Niclas ran a very small regular expression and figured out that I was the most frequent poster overall. I wonder how my posts spread over time, since I started writing more or less regularly on my own site a few years into the age of Klotterplanket. On the other hand, that was always a different thing, the texts for the ages (cough). Klotterplanket was where we talked, with the occasional other person dropping by, probably bouncing off of the compact atmosphere of random thoughts, references, and in-jokes.

Martin: was there a particular reason the history ended where it did? I have no clear memory of how or why that particular era of martingunnarsson.com ended. Perhaps it was a move to a different hosting provider? Perhaps space ran out?

In any case, it was great fun while it lasted, and surprisingly fun to scroll through the archive and read random bits here and there.

I guess Klotterplanket was more or less what I did instead of having a serious BBS, IRC, or message board phase.

Keyboard meta

Feeling the urge of the mechanical again, I sat down to write this on my Mac mini with my Corne keyboard rather than sticking with my Air as usual. I did have to hunt around a little bit to remember where I put the [ and ] characters, but on the whole it comes back very quickly. It is still very, very nice to both have my hands further apart, and to need to move my hands so little to hit every single key and combination. And I do not look down for reference.

I still like it a lot. But I think I am over the feel of these quiet switches. They feel a little too heavy, and a little uncertain, almost as if they were not quite as smooth as intended.

Yes, I could probably dive in and start exploring lube and things, but I think the simple fact is that I just bought switches with a tad more force required than I really wanted.

I wonder if I already have some others in store which would suit me better?

Of course, I need to try out the planck as well and see how that feels after this long a break. I am fully prepared to fall in love all over again.

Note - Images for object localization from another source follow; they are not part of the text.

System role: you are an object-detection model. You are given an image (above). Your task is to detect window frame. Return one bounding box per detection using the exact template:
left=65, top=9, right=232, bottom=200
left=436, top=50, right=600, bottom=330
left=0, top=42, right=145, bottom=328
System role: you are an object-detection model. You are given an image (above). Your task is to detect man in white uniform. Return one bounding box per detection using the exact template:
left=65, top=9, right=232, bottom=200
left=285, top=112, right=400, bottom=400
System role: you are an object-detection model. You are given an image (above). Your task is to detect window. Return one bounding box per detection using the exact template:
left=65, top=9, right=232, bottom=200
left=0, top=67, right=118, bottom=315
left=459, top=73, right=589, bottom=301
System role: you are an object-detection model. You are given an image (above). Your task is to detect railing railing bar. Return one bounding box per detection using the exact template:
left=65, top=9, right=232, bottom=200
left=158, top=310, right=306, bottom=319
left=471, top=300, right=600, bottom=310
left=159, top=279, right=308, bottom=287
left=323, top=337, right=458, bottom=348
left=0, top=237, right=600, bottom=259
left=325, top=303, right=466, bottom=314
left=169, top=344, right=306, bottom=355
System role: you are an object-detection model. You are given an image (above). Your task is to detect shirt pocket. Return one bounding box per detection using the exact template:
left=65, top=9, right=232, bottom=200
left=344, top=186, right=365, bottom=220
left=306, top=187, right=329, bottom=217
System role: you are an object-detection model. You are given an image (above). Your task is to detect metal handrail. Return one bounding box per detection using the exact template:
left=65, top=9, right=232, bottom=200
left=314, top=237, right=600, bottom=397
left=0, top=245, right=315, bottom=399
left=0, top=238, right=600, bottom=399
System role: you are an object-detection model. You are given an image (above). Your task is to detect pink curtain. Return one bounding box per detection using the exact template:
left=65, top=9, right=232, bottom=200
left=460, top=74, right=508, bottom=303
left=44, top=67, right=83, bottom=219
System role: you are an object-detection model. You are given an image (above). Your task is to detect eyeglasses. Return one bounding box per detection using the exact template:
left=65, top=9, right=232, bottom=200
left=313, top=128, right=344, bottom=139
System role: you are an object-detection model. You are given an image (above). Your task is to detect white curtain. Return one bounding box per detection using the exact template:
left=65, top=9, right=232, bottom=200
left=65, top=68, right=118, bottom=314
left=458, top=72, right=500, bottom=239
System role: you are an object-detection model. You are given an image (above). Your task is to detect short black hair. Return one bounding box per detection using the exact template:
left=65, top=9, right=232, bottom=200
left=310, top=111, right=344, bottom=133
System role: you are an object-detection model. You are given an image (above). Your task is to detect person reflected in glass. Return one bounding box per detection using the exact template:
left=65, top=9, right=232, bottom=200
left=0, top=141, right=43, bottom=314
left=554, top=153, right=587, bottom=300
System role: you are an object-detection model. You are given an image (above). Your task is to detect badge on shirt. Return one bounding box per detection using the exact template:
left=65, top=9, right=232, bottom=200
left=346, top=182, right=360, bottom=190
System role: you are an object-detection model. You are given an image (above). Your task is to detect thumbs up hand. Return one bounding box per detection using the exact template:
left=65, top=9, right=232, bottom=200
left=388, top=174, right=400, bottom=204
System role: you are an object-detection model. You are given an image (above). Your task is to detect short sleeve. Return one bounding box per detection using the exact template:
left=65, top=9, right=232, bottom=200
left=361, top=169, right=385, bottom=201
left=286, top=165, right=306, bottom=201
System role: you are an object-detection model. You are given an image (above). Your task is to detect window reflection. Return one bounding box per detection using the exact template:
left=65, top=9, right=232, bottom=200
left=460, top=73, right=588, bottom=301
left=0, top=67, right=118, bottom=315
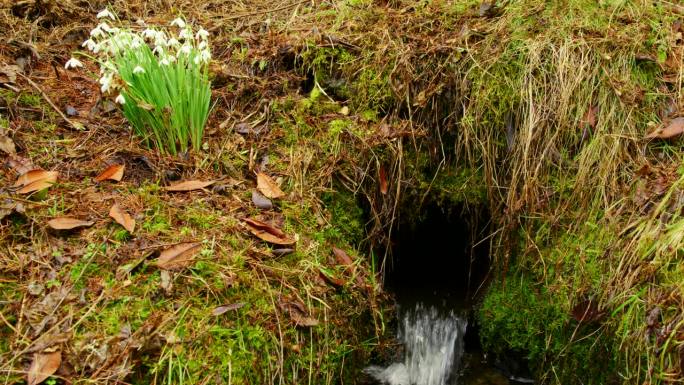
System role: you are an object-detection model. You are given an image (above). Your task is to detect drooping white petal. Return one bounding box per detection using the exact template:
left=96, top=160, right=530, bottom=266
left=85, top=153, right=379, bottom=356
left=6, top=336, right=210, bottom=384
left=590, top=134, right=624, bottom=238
left=64, top=57, right=83, bottom=69
left=195, top=27, right=209, bottom=40
left=171, top=17, right=185, bottom=28
left=142, top=28, right=157, bottom=39
left=97, top=8, right=116, bottom=20
left=178, top=28, right=193, bottom=40
left=90, top=25, right=104, bottom=37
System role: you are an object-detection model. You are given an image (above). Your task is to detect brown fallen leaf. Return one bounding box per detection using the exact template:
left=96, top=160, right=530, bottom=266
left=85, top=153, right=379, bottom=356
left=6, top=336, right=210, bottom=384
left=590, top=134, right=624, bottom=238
left=109, top=203, right=135, bottom=233
left=252, top=191, right=273, bottom=210
left=582, top=106, right=598, bottom=128
left=242, top=218, right=297, bottom=245
left=48, top=217, right=94, bottom=230
left=95, top=164, right=126, bottom=182
left=165, top=180, right=216, bottom=192
left=0, top=127, right=17, bottom=155
left=278, top=299, right=318, bottom=326
left=646, top=117, right=684, bottom=139
left=318, top=268, right=345, bottom=287
left=26, top=350, right=62, bottom=385
left=257, top=172, right=285, bottom=199
left=211, top=302, right=245, bottom=315
left=380, top=166, right=387, bottom=195
left=14, top=169, right=58, bottom=187
left=157, top=242, right=202, bottom=270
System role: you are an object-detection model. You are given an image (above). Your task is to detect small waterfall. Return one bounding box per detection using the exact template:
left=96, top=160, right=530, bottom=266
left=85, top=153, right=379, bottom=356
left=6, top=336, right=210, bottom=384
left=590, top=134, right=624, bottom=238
left=365, top=303, right=467, bottom=385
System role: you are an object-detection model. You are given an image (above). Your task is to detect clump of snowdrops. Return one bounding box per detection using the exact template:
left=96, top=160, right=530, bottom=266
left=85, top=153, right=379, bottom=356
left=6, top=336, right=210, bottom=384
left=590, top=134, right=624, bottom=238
left=65, top=9, right=211, bottom=155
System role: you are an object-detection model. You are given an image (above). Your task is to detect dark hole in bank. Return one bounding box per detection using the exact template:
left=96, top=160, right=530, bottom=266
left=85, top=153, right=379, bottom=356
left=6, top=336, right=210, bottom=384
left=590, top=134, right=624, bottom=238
left=376, top=203, right=529, bottom=385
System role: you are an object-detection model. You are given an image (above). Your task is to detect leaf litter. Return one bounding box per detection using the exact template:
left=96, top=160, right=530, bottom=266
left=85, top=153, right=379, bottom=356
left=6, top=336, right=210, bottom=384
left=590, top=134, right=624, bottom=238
left=157, top=242, right=202, bottom=270
left=109, top=203, right=135, bottom=233
left=95, top=164, right=126, bottom=182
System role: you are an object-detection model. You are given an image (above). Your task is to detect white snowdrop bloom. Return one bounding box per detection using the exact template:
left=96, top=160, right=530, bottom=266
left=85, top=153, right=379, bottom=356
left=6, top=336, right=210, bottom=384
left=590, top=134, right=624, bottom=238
left=171, top=17, right=185, bottom=28
left=95, top=23, right=112, bottom=33
left=178, top=44, right=192, bottom=55
left=178, top=28, right=193, bottom=40
left=64, top=57, right=83, bottom=69
left=200, top=49, right=211, bottom=63
left=154, top=31, right=168, bottom=47
left=142, top=28, right=157, bottom=39
left=90, top=25, right=104, bottom=37
left=97, top=8, right=116, bottom=20
left=100, top=73, right=114, bottom=94
left=81, top=39, right=97, bottom=51
left=195, top=27, right=209, bottom=40
left=131, top=39, right=142, bottom=49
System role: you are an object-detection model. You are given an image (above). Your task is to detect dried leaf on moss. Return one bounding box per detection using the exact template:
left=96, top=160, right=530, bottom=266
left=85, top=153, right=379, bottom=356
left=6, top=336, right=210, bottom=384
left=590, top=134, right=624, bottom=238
left=257, top=172, right=285, bottom=199
left=646, top=117, right=684, bottom=139
left=26, top=350, right=62, bottom=385
left=157, top=242, right=202, bottom=270
left=109, top=203, right=135, bottom=233
left=165, top=180, right=216, bottom=192
left=242, top=218, right=296, bottom=245
left=95, top=164, right=126, bottom=182
left=48, top=217, right=94, bottom=230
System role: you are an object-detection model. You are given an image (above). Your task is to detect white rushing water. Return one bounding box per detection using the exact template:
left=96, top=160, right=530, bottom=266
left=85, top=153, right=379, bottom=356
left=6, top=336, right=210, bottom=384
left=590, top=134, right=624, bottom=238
left=365, top=303, right=467, bottom=385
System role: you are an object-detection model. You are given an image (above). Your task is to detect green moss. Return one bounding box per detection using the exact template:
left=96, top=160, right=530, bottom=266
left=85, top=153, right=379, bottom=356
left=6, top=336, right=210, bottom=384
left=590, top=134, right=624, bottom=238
left=478, top=272, right=619, bottom=384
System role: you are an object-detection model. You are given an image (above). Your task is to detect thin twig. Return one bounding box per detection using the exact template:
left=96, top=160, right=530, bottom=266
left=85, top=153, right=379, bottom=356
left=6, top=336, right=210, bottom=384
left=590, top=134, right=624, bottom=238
left=17, top=73, right=85, bottom=131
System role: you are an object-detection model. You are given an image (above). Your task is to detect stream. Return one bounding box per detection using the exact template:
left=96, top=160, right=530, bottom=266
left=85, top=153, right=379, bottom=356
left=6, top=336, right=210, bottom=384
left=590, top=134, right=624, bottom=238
left=364, top=202, right=534, bottom=385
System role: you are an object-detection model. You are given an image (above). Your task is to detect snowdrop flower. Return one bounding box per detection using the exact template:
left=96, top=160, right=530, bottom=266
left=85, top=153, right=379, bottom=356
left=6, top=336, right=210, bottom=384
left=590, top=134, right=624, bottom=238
left=90, top=25, right=104, bottom=37
left=178, top=28, right=192, bottom=40
left=178, top=44, right=192, bottom=55
left=100, top=73, right=114, bottom=94
left=81, top=39, right=97, bottom=51
left=97, top=8, right=115, bottom=20
left=195, top=27, right=209, bottom=40
left=95, top=23, right=112, bottom=32
left=200, top=49, right=211, bottom=63
left=154, top=31, right=168, bottom=46
left=131, top=36, right=142, bottom=49
left=142, top=28, right=157, bottom=39
left=64, top=57, right=83, bottom=69
left=171, top=17, right=185, bottom=28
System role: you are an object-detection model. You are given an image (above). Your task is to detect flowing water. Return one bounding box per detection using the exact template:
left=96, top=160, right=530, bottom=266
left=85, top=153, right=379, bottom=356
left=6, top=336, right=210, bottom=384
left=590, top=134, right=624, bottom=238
left=365, top=302, right=467, bottom=385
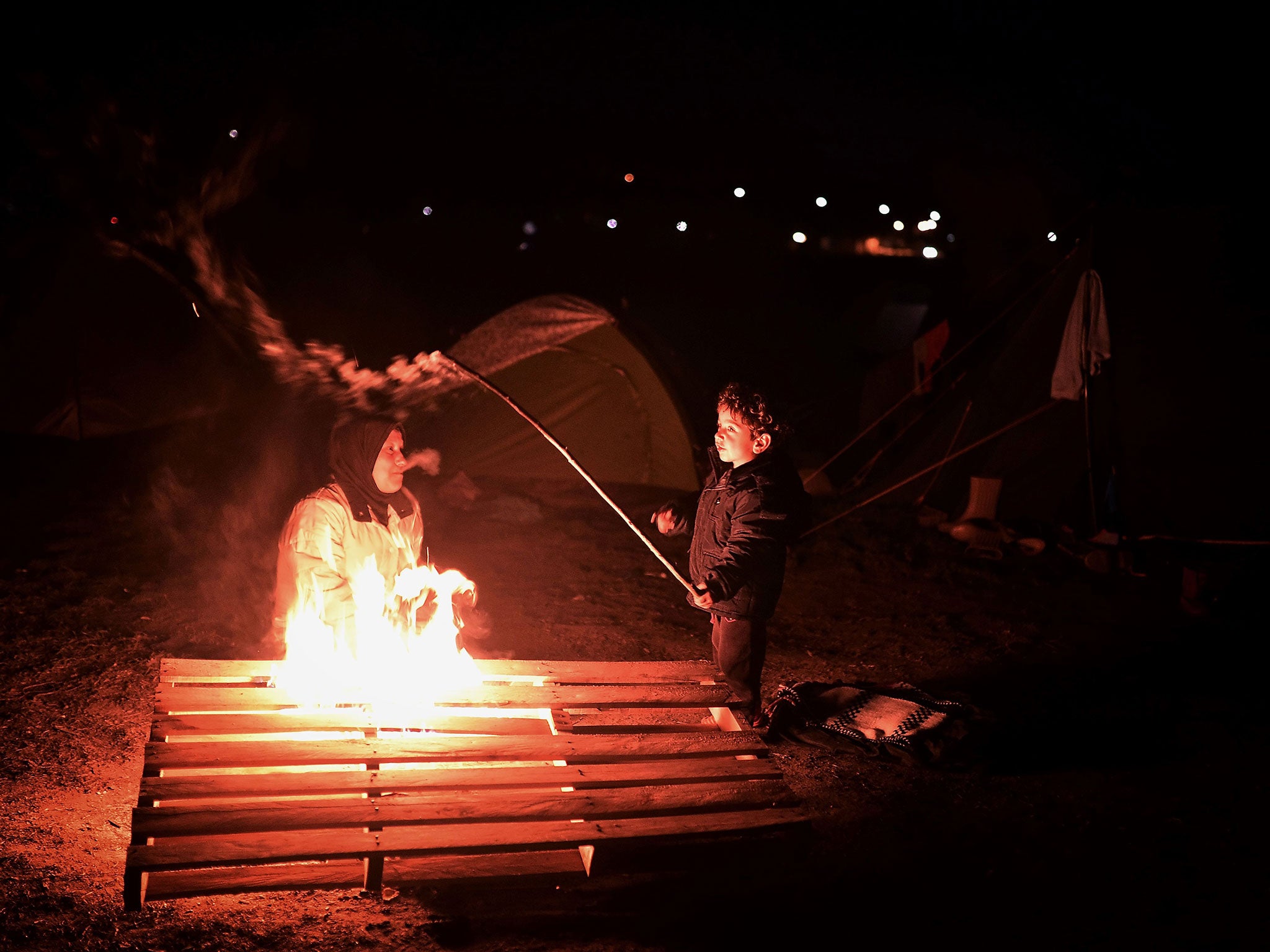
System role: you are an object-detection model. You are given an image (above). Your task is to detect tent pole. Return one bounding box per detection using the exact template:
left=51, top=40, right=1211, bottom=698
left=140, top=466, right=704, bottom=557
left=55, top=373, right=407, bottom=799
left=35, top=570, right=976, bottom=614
left=913, top=400, right=974, bottom=505
left=433, top=350, right=701, bottom=596
left=799, top=400, right=1059, bottom=539
left=1081, top=271, right=1099, bottom=534
left=802, top=241, right=1081, bottom=486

One small annoyance with this board is that I need to unplug and replug it into the USB hub to get it going any time I reconnect to a computer. I think this is a power draw issue, and I have started wondering if there is anything I can do about it. I think I will try disabling the OLED screens and perhaps generally just shrink my outrageous firmware. After all, I grafted so much stuff onto my base layout that I had to fight for quite some time to actually be able to fit the firmware into the storage available on the board. The things one will do to get really nice animations and other stuff one can then proceed to never so much as glance at.

Text app meta

I dismissed yet another registration popup from Sublime text and suddenly remembered reading in the latest newsletter from the Ergodox EZ people about a small and free Mac text editor called Coteditor. Free, open source, available through the Mac app store, and a very nice icon to boot. So that is what I am looking at right now, and I really like what I see. Nice colour scheme, font choices, syntax highlighting right out of the box. And, quite unlike Visual studio code, it is a Mac-assed Mac app, and so my shortcuts for linking text of course worked right out of the box.

I do hope there is some way I can give the project money if I keep liking it this much.